RAW mass spectrometry files were processed as previously described22 with the MaxQuant computational platform72 (version 1.5.2.8) using label-free quantitation (LFQ). Peptides were identified using the Andromeda search engine by querying the human UniProt database with a 1% false discovery rate (FDR) cutoff both at peptide and protein level. Potential contaminants and reverse hits were removed using Perseus (version 1.6.12). LFQ values were log2-transformed and the biological replicates were grouped based on cell type and treatment. For analysis of unstimulated samples, proteins with a minimum of 3 valid values in at least one cell type were included for further analysis (Supplementary Table 1). For analysis of samples with or without CD3/CD28-mediated restimulation, a minimum of 3 valid values in at least one sample group was required to include proteins for further analysis (Supplementary Table 1). Missing value imputation was performed separately for each sample, replacing missing values by random numbers drawn from the lower part of the normal distribution (width = 0.3, shift = 1.8). The proteomics experiment was conducted with three biological replicates per sample group, but one sample, i.e. restimulated iTreg cells from donor 1, was excluded from the analysis due to lower protein content that led to fewer detected proteins. PCA revealed that this sample was an outlier.

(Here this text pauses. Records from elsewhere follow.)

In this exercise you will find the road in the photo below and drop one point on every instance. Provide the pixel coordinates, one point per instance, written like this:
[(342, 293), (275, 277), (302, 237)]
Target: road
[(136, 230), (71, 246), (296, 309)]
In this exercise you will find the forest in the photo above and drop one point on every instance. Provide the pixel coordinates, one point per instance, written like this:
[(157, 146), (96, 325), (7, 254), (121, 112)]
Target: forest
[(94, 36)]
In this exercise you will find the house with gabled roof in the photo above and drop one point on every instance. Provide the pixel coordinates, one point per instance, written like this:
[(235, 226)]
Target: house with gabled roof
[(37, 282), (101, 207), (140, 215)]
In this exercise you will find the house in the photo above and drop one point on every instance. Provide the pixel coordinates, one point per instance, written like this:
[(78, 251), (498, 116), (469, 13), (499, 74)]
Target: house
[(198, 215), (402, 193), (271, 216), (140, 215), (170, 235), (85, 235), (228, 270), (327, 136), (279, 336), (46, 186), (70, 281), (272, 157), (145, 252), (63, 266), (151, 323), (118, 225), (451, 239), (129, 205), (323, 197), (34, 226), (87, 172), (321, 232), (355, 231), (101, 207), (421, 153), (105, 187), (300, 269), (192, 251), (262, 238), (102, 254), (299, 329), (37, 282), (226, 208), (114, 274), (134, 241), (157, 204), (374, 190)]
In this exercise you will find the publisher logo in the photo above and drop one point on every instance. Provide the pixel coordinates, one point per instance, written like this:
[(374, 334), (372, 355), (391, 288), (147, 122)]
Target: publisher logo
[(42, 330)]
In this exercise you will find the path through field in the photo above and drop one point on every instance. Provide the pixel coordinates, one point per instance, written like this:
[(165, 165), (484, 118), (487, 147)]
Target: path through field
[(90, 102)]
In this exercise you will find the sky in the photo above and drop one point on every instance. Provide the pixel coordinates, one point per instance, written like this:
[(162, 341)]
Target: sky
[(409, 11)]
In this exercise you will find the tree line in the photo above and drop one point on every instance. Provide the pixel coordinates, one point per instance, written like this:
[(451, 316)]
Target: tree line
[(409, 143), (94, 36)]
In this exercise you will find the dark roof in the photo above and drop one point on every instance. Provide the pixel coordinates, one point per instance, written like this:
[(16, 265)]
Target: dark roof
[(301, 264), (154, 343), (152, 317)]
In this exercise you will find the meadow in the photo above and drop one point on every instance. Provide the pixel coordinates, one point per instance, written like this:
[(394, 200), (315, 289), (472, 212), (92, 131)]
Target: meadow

Proteomics data were analyzed using Qlucore Omics Explorer (version 3.8) to perform PCA and ANOVA test followed by a Benjamini–Hochberg multiple testing correction with a 5% FDR. After z-score normalization, clusters of proteins with similar expression patterns were identified using hierarchical clustering and visualized in heat maps. Protein clusters were subjected to overrepresentation analysis to assess enrichment of GO biological processes using the STRING app (version 1.6.0) in Cytoscape (version 3.9.0). To refine the analysis of biological processes, a redundancy cutoff was applied when significant GO terms contained large overlap based on enriched genes. STRING was used to visualize protein networks. The proteomic response to restimulation was analyzed for each cell type using GO biological processes in GSEA software (version 4.1.0). GSEA was performed using default parameters and gene set permutations. To identify related groups of biological processes that were differentially regulated following restimulation of T cells, the EnrichmentMap app (version 3.3.2) was used in Cytoscape. The largest gene set clusters were displayed using manually assigned annotations to summarize the biological processes represented by the clusters.

Statistical analysis

Data were analyzed using GraphPad Prism (version 9.0.1), except for proteomics data. Statistical analyses were performed as indicated in the figure legends. Log2 transformation was performed when data were not normally distributed. Data are presented as mean ± SEM and a two-sided p < 0.05 was considered statistically significant.